Con un participación de más del 58% del censo electoral, se cumplieron las esperadas votaciones regionales, en las que el Centro Democrático -partido de gobierno-, sufrió un tremendo revés. 

Ciudades clave como Bogotá, Medellín, Cali, Bucaramanga, se perdieron. En Antioquia, considerado la “meca” del uribismo,  el candidato del Centro Democrático, Andrés Guerra Hoyos, perdió por más de 160 mil votos, frente a Aníbal Gaviria, quien se impuso en casi todos los municipios de ese departamento. 

A las cosas hay que llamarlas por su nombre: ni los uribistas más pesimistas, imaginaron que la derrota iba a ser de semejante tamaño. 

No se trata de buscar responsables, ni de impartir culpas desde la comodidad de una redacción periodística. A los políticos uribistas, siempre hay que reconocerles su valentía, su disciplina y su vocación de trabajo honesto e incansable. 

El amargo resultado del 27 de octubre, es el síntoma indiscutible del descontento ciudadano con el gobierno nacional, presidido por el doctor Iván Duque. El voto castigo sí existe y ese se hizo sentir en las recientes elecciones. 

El presidente Duque es un hombre decente, bienintencionado y preparado.

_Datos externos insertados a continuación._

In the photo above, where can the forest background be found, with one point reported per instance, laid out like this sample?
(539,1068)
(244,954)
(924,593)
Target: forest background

Tiene en mente un admirable proyecto de país, pero claramente no ha logrado enganchar con los ciudadanos. 

Desde el comienzo de su administración, hace 14 meses, ha tenido graves dificultades para comunicar, para lograr atraer al pueblo y, sobre todo, despertar el fervor alrededor de su gobierno. 

Además del evidente descontento ciudadano -empezando por el de sus electores-, en la dirigencia uribista se registra una suerte de marchitamiento en el fervor gobiernista. Muchos de ellos, por motivos de interés político elevan sus críticas en privado. Hace pocos días, en el Club El Nogal, un nutrido grupo de parlamentarios del Centro Democrático, hicieron fuertes reparos en una reunión sostenida con la ministra del Interior, Nancy Patricia Gutiérrez. ¿Ella le habrá informado al presidente Duque sobre el resultado de ese encuentro?

Pero lo cierto es que la debacle electoral registrada el pasado domingo, es una maravillosa oportunidad para que el señor presidente Iván Duque adelante una serena, profunda y sensata reflexión, con el propósito de introducir los cambios urgentes y necesarios que demanda su gobierno. Recomponer y acometer: esa tiene que ser la consigna general del presidente, a quien el uribismo debe seguir brindándole su generoso respaldo. 

No es hora, ni mucho menos, de abandonar al presidente Iván Duque. Él merece una nueva oportunidad por parte de quienes alentaron, desde el comienzo, su precandidatura, de aquellos que lo impulsaron para imponerse en la consulta interpartidista y, por supuesto, de los millones de ciudadanos que lo llevaron a la primera magistratura de la nación. 

El presidente Duque, así mismo, debe entender que el resultado del 27 fue un preocupante avance de la izquierda extrema. Él, ya tiene su destino definido, pero aquello no lo exime del deber patriótico de garantizar que nuestro país no entre en 2022, por la senda populista y antidemocrática que se ha enervado en América Latina. 

El mensaje es muy claro: al margen de quién o quiénes son los responsables de la aplastante derrota, esa misma que con valor patriótico y admirable entereza asumió el presidente Uribe al decir “perdimos, reconozco la derrota con humildad. La lucha por la democracia no tiene fin”, lo cierto e indiscutible es que el resultado arrojado por las urnas, es una invitación para que el presidente de la República, Iván Duque, haga un replanteamiento integral de su gobierno.